初恋も二度目なら
そんな私の気持ちなんて、部長は知ってか知らずか、はたまたお構いなしなのか。
「おまえはこの花が好きなのか?」と言いながら、髪に触れていた手を、結んでいるゴムについてるお花部分に移動させた。

「ひゃっ!あっと・・・はぃ」
「ふーん。おまえんちにもあったよな、これ。
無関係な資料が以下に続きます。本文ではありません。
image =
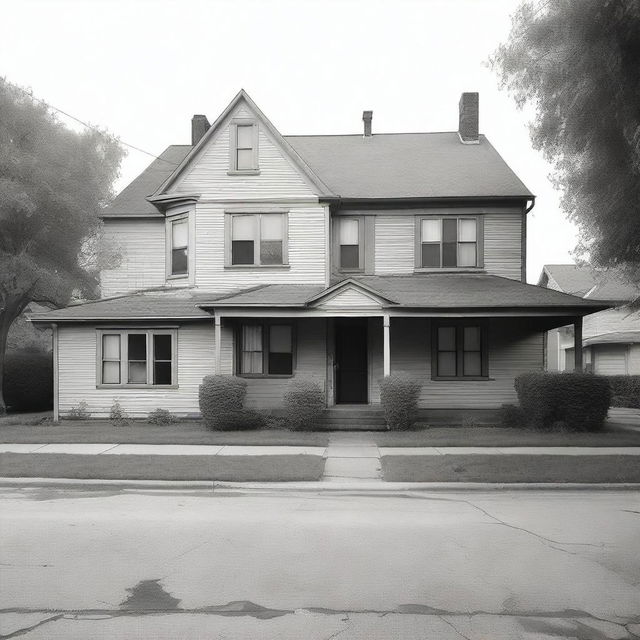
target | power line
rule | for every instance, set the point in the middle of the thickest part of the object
(87, 125)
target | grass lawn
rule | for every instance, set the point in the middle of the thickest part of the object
(268, 468)
(511, 468)
(501, 437)
(187, 432)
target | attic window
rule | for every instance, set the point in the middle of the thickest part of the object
(243, 147)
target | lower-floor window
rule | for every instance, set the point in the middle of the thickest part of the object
(137, 357)
(459, 351)
(265, 349)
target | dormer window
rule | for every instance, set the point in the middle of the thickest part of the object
(243, 147)
(448, 243)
何て名前だっけ」
「椿、ですけど、これは作り物であって、本物じゃないですよ」
「いくら花オンチな俺でも、触れば分かる」
「は?花オンチ?」
「花の名前はバラ以外知らん、って程度の花知識しか持ってないってことだ」
「あ・・・そうですか」

分かりやすい!

そして、部長の表現が面白くて、私はついクスクス笑ってしまって。
おかげで心臓のドギマギが収まってきた。

けど、相変わらず心はときめいて・・・じゃないっ!

「私、椿の花が好きなんです。大きさとか赤い色とか、形も。和的な雰囲気に癒されるし。控えめな華やかさに心が落ち着くというか・・・」
「なるほど。確かにおまえは赤が似合うし、椿の花もよく似合う。だが・・・」

と部長は言うと、椿を持っていた手を、今度は私の顎に移動させた。